Enough about Gainullin. What I really want to know is who was the ringleader of the Beslan attack and where is this person now?

This is not idle curiosity on my part. As early as Sept. 1, 2004, the first day that the Beslan school was taken hostage, Ali Taziyev was mentioned as one of the leaders. He is also known as Magomed Yevloyev, or Magas, and is the right hand of former Chechen warlord Shamil Basayev, who was killed in 2006. Among other things, Magas orchestrated the June 22 attack on Nazran.

Magas was declared dead on Sept. 3. And two years after the murder of Ingush Deputy Interior Minister Dzhabrail Kostoyev, the Interior Ministry said Magas was Kostoyev's killer.

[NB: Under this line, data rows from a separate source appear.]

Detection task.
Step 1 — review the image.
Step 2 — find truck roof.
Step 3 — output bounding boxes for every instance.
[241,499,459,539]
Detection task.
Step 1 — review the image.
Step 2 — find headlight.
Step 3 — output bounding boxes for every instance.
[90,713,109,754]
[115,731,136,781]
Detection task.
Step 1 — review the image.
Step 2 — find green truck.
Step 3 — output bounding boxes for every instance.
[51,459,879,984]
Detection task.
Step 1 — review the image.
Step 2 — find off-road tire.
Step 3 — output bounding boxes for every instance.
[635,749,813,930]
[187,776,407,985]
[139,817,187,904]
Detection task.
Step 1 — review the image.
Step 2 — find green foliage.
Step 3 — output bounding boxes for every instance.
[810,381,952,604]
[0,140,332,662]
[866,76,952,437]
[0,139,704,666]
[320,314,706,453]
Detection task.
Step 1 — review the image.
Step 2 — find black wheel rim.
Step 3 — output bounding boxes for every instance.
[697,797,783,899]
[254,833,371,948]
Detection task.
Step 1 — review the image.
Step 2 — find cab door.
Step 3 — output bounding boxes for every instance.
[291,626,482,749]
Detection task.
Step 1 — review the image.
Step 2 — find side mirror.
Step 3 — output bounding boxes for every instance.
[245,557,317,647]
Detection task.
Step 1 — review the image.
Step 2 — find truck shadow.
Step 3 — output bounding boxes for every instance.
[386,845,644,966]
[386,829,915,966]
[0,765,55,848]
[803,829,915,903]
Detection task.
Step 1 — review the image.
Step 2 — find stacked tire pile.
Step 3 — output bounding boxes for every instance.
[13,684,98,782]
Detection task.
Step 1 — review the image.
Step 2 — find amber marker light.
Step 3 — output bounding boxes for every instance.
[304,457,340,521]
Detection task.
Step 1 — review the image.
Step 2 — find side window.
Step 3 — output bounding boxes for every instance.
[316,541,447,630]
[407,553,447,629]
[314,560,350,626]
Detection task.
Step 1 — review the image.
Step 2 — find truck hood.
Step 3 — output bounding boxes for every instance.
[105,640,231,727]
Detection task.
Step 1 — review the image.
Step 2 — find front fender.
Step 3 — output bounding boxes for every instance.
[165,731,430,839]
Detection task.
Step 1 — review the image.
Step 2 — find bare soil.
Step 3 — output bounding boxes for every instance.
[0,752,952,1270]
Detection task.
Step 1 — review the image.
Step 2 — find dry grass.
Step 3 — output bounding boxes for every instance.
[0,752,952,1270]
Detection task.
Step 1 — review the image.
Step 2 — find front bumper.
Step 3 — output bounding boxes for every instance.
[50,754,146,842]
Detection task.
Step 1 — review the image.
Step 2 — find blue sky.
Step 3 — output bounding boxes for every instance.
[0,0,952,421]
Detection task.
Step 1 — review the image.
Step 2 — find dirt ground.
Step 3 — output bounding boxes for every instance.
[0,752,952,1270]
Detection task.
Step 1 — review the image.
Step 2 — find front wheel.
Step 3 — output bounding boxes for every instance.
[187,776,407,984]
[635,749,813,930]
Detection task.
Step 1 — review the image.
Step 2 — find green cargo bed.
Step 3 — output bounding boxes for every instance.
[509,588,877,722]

Within several days, Basayev appointed Magas to command the Ingush front.
The Prosecutor General's Office has always maintained that there were 32 terrorists, and that they drove in on a GAZ-66 truck -- which, by the way, cannot hold more than 25 people -- from a camp near the village of Psedakh. Independent experts, witnesses and hostages all confirm that there were, in fact, two groups of terrorists, and that the first group was already at the school when the second group arrived by truck.

At first glance, it would seem that the prosecutors' motive in insisting that there were 32 terrorists was to convince the public that none of them escaped alive. (The bodies of 31 terrorists were recovered. The 32nd, Nurpashi Kulayev, was captured and subsequently sentenced to life in prison.)

But the real reason is more sinister. The group of terrorists coming from Psedakh was led by Ruslan Khuchbarov, otherwise known as "the Colonel." If this is the case, then who commanded the second group? The answer: Magas.

This leads to the dreadful question of who was in charge -- Taziyev or Khuchbarov? This is a very difficult question because, according to the picture emerging from the investigation, it was Khuchbarov who handled negotiations with federal troops and delivered the terrorists' demands. This is in an important argument -- although it is not the only one -- suggesting that Khuchbarov was the chief terrorist. Another is that, according to the hostages' accounts, the man calling himself Ali left the school before the troops moved in. That is, he bailed out once it became clear that events had turned against him. This suggests that in such situations the top terrorist commander can abandon the scene to protect himself so that he can fight future battles.

In any case, one thing is clear: Either the chief terrorist in the Beslan attack or the leader of one of the two groups is currently leading the insurgents in Ingushetia. I think that acknowledging this fact is far more important than establishing the identity of Gainullin.